Малинюк топтался на месте, растерянный, ничего не понимающий. Его бил озноб. И ощущение было такое, будто в крещенские морозы он поскользнулся и, как был в сапогах, шинели и теплой шапке, угодил в прорубь. А теперь — выбирайся как знаешь. А Шуликов, повинуясь внезапному озарению, продолжал свою необычную речь. Он, собственно, и сам не знал, какое слово произнесет через секунду. На научном языке такая речь называется импровизацией.

— Считаешь меня простачком? Думаешь, меня легко, как воробья, не окончившего даже церковноприходской школы, провести на мякине. Ошибочно, ошибочно, мой друг! Не утверждаю, что я орел или там сокол какой-нибудь, но уж никак не воробей. Недооцениваешь меня, брат. А вот я вижу тебя, как говорится, даже с изнанки. Ведь послали наблюдать за мной? Так ведь?

— Да я клянусь…

— Не клянись, пока клятвы не потребовали. Лицо у тебя, знаешь ли, этакое… Службистско-повинующееся… Между прочим, я немного физиономист. По физиономиям, то бишь по лицам, могу определять профессии, характеры, привычки людей. Так вот, милейший, тон мой требователен, а слова резки. Это потому, что, незаметно наблюдая за тобой в течение недели, причем — подчеркиваю! — я сам себе не давал труда даже осознать, что интересуюсь твоей особой, все происходило само собой, по врожденному любопытству, понял: ты здесь неспроста. Кто-то послал тебя. Зачем? Для чего? Можно было бы при некотором старании все выяснить. Но мне лень. Обычная обломовская лень, которую, если хочешь, и ленью-то назвать нельзя.

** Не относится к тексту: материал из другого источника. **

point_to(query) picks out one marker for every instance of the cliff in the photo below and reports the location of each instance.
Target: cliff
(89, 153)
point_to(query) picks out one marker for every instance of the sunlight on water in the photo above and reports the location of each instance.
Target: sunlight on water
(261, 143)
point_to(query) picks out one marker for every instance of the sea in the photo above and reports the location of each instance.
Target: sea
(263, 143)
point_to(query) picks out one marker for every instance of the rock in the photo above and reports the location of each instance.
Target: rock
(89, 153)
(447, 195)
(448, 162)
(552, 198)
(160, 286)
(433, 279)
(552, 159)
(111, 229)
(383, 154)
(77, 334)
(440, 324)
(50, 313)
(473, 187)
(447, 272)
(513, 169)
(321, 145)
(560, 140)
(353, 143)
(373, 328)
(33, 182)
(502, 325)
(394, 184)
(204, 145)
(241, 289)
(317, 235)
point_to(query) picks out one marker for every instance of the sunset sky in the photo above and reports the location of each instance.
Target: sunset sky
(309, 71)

Тут надо бы толковать о философской мудрости, равнодушии к суетному, путающемуся в словах и действиях миру. Да ведь сам Жан-Жак Руссо ребенок в сравнении с Обломовым. Руссо — натужен, Обломов — естествен. Впрочем, это мое личное мнение. И я не намерен навязывать его другим, поскольку оно, может быть, и вовсе неверное…

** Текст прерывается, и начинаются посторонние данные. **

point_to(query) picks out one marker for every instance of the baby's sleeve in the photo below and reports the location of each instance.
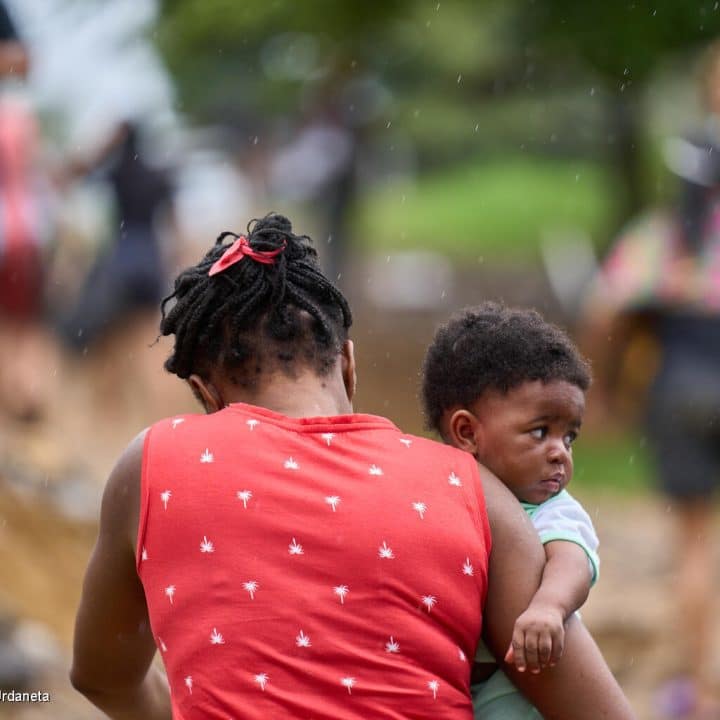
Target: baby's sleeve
(564, 518)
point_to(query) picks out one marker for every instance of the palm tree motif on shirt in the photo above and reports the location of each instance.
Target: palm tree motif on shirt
(429, 601)
(349, 683)
(244, 495)
(294, 548)
(206, 545)
(384, 551)
(392, 645)
(333, 501)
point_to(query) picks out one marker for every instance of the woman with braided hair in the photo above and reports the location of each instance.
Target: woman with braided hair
(288, 557)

— Барин! — тоскливо попросил Малинюк. — Барин! Нельзя ли понятнее? Я ничего худого не сделал. За что вы со мной так говорите?

Шуликов очнулся: конечно же, смешно было адресовать все эти речи неизвестно откуда взявшемуся у него на вилле швейцару-садовнику, который, надо думать, слыхом не слыхивал об Обломове.

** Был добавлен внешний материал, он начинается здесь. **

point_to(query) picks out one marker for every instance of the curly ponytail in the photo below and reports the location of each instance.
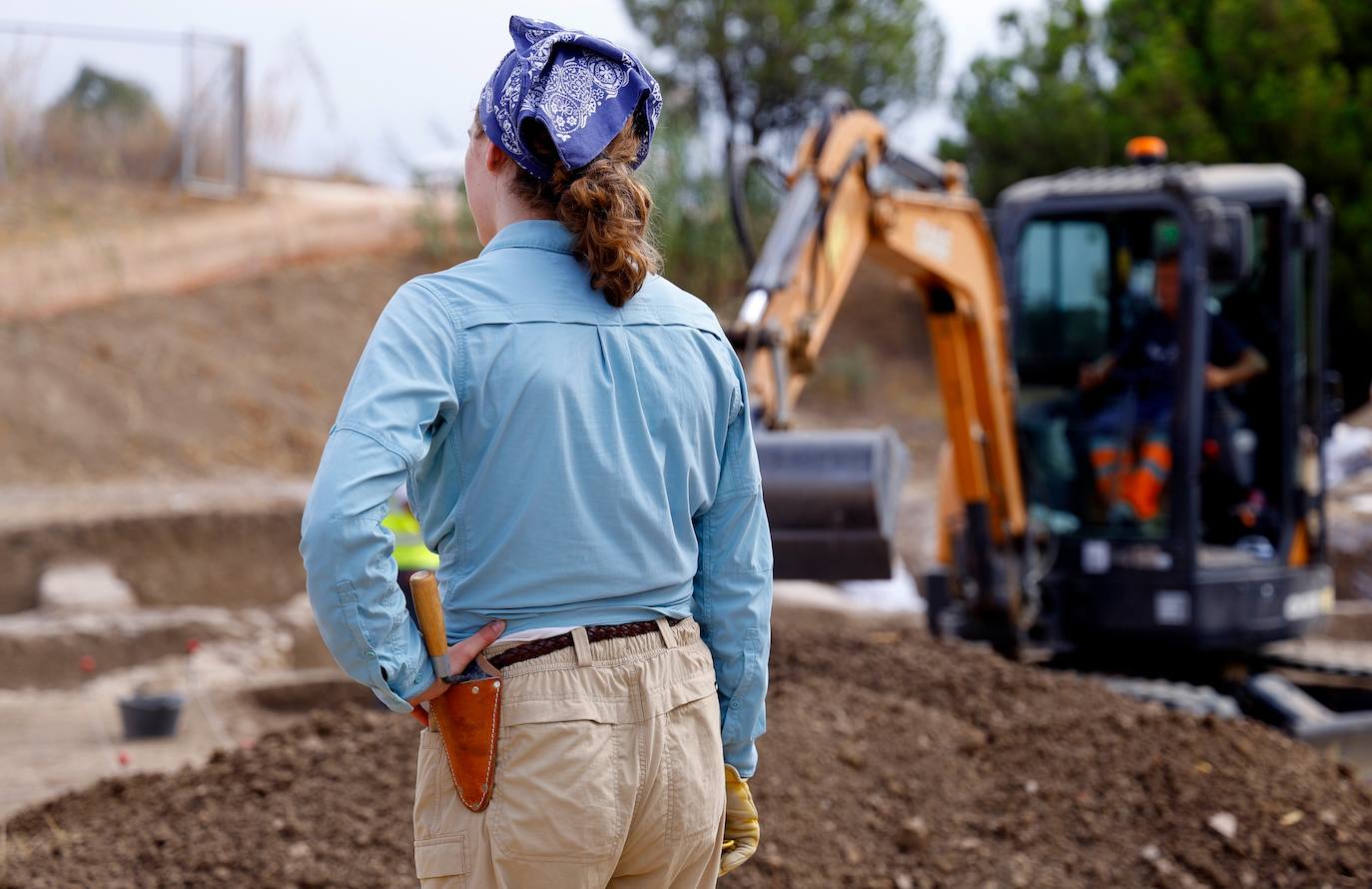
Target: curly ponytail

— Бог с тобой! — смилостивился Шуликов. — Живи, как живется. Только впредь не подслушивай. И все же с тобой что-то неладно. Не тот ты человек, за которого себя выдаешь. Розы подрезать не умеешь. И к зиме их толком укутать неспособен. Они у тебя, как приютские младенцы в лохмотьях.

— Я научусь!

— Так и быть. Иди учись. Все равно чему. Только бы не пакостил и людям не вредил. А сейчас разреши вручить сотенную.

— Мне? За что?

— А ни за что. Захотелось мне — и решил одарить.

Впрочем, Шуликов был не так прост, как могло показаться. Обычно действовал он со смыслом. Что-то в новом садовнике его насторожило… Так ли, иначе ли, но к ночи, во время очередной встречи с ротмистром, бывший городовой Малинин сообщил, что фабрикант устриц ведет себя именно так, как и должно вести себя богобоязненному и благонамеренному господину.